人生短短数十年,岁月便如白驹过隙,匆匆似流水。
    有的人一生庸庸碌碌毫无作为,有的人一生轰轰烈烈精彩绝伦,而有的人则是像白黄月这样的人。
    无能、懦弱、甘于受命运支配!
    对生养她的母亲,对真心关爱她的人,对她自已的人生毫不负责!
    她可以苦,可以悲,可以死,却未曾想过她还可以奋起与命运作斗争!
    斋院共被分成四个小院,白府姑娘们便各居于其。
    一个小院三间厢房,她们九人便占了斋院的三个小院,余下一个小院听闻被一名吃斋念佛的信女长期居住,此女平常足不出户,几乎无几人知晓她住于武光寺中。
    白青亭之所以知晓,还是因着初时白紫衫与白绿雪二人不愿同住于一院中,吵着一名管住宿的小和尚无法方找了她来解决,后来一问方知有此信女的存在,根本就已无空出的小院,白紫衫也不好再无理吵闹,可她也拉不下脸来再与白绿雪、白银珠二人同住。
    最后,白紫衫、白赤水与白蓝依住到一个小院里去,便成了她与白红娟、白橙玉一个小院,白绿雪、白银珠、白黄月一个小院。
    白青亭听完菊清的哭诉之后,她快步往白黄月的小院走去,小二紧随其后。
    菊清也抹干了脸上的泪痕紧紧跟着,她心里含着希望,一双哭得红肿的眼透着明亮希翼的光芒。

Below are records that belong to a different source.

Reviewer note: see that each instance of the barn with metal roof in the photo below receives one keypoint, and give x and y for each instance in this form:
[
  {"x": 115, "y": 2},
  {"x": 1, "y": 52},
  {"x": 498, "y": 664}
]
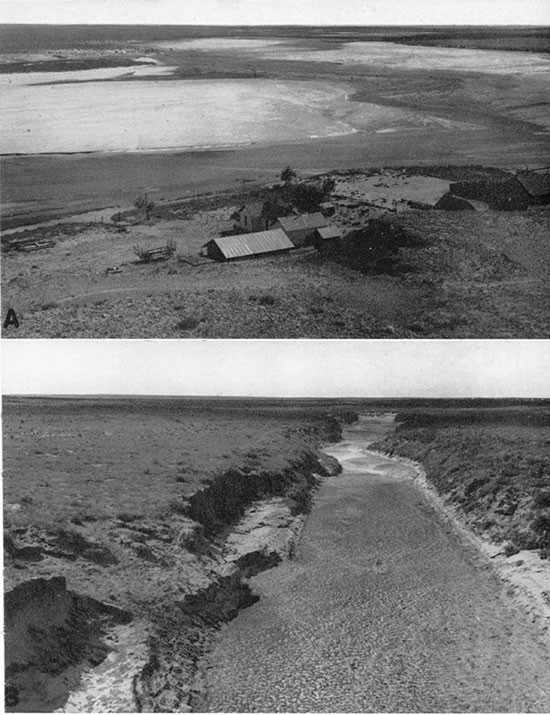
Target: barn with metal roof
[
  {"x": 246, "y": 245},
  {"x": 301, "y": 229}
]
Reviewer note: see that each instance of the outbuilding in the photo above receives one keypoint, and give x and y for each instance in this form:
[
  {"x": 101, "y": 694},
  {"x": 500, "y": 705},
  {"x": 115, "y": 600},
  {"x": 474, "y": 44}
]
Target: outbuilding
[
  {"x": 327, "y": 239},
  {"x": 246, "y": 245},
  {"x": 302, "y": 229},
  {"x": 250, "y": 217},
  {"x": 450, "y": 202}
]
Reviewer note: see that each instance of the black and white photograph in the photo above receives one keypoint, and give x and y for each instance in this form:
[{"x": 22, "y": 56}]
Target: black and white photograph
[
  {"x": 191, "y": 528},
  {"x": 275, "y": 356},
  {"x": 275, "y": 169}
]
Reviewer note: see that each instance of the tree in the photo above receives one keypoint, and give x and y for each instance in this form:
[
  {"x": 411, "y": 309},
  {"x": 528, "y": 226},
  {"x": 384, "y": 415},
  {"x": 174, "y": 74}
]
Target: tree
[
  {"x": 328, "y": 186},
  {"x": 142, "y": 204},
  {"x": 287, "y": 175}
]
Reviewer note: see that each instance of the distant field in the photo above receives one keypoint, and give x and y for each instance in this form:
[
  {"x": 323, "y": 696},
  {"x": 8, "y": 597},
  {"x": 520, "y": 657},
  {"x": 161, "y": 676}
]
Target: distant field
[{"x": 28, "y": 38}]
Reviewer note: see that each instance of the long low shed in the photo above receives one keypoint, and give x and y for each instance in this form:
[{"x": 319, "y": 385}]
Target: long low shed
[{"x": 248, "y": 244}]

    白绿雪的大丫寰止烟守在小院口,边哆嗦着乱蹦乱跳,边不住地往站于院里中间的白黄月与院口外小道上两边来回张望。
    因着菊清劝不动白黄月回厢房里去,一大早便跑出院去,白绿雪便指派了止烟到小院口守着,说要是有人往小院来,她便要快速回去禀告。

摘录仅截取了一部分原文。